Various GCN architectures are evaluated and compared to Convolutional Neural Network (CNN) baselines for arrhythmia classification performance.
Experiments are conducted under the inter-patient and intra-patient evaluation paradigms to assess the generalization capabilities of the proposed approach.
The results demonstrate that GCNs, when combined with VG and VVG representations, can effectively classify arrhythmias without the need for extensive preprocessing or noise removal from ECG signals.

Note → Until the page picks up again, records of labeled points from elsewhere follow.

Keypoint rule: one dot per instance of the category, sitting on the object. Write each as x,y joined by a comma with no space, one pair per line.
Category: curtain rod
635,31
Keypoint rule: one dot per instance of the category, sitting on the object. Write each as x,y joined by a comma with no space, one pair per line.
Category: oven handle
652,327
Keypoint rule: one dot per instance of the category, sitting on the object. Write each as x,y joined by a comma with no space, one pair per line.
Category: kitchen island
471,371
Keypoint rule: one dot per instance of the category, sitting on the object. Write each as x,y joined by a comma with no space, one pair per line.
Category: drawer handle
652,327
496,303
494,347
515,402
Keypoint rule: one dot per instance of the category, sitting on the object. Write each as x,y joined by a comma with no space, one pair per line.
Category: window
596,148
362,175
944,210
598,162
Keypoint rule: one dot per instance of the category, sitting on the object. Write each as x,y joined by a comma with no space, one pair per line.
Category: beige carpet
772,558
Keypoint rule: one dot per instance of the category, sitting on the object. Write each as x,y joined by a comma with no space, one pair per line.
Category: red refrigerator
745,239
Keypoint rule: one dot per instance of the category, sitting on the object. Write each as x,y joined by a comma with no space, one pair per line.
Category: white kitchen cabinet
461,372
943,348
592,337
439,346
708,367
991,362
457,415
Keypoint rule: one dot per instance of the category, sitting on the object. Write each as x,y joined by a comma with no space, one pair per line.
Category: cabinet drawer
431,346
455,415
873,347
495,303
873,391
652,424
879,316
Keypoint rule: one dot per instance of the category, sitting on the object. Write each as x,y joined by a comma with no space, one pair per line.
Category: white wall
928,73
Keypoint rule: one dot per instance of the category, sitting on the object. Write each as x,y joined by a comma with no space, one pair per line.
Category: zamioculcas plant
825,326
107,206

While both VG and VVG methods show promise, the VG approach is found to be more efficient computationally.
The proposed methodology is competitive compared to baseline methods, although classifying the supraventricular ectopic beat (S) class remains challenging, especially under the inter-patient paradigm.
The computational complexity, particularly with the VVG method, required data balancing and sophisticated implementation strategies.
Stats
The study used the MIT-BIH Arrhythmia Database, which contains 48 ECG signal records of 30 minutes each from 47 patients, sampled at 360 Hz with two leads.
Quotes
"Graph Convolutional Networks (GCNs), when integrated with VG and VVG for signal graph mapping, can classify arrhythmias without the need for preprocessing or noise removal from ECG signals."
"While both VG and VVG methods show promise, VG is notably more efficient."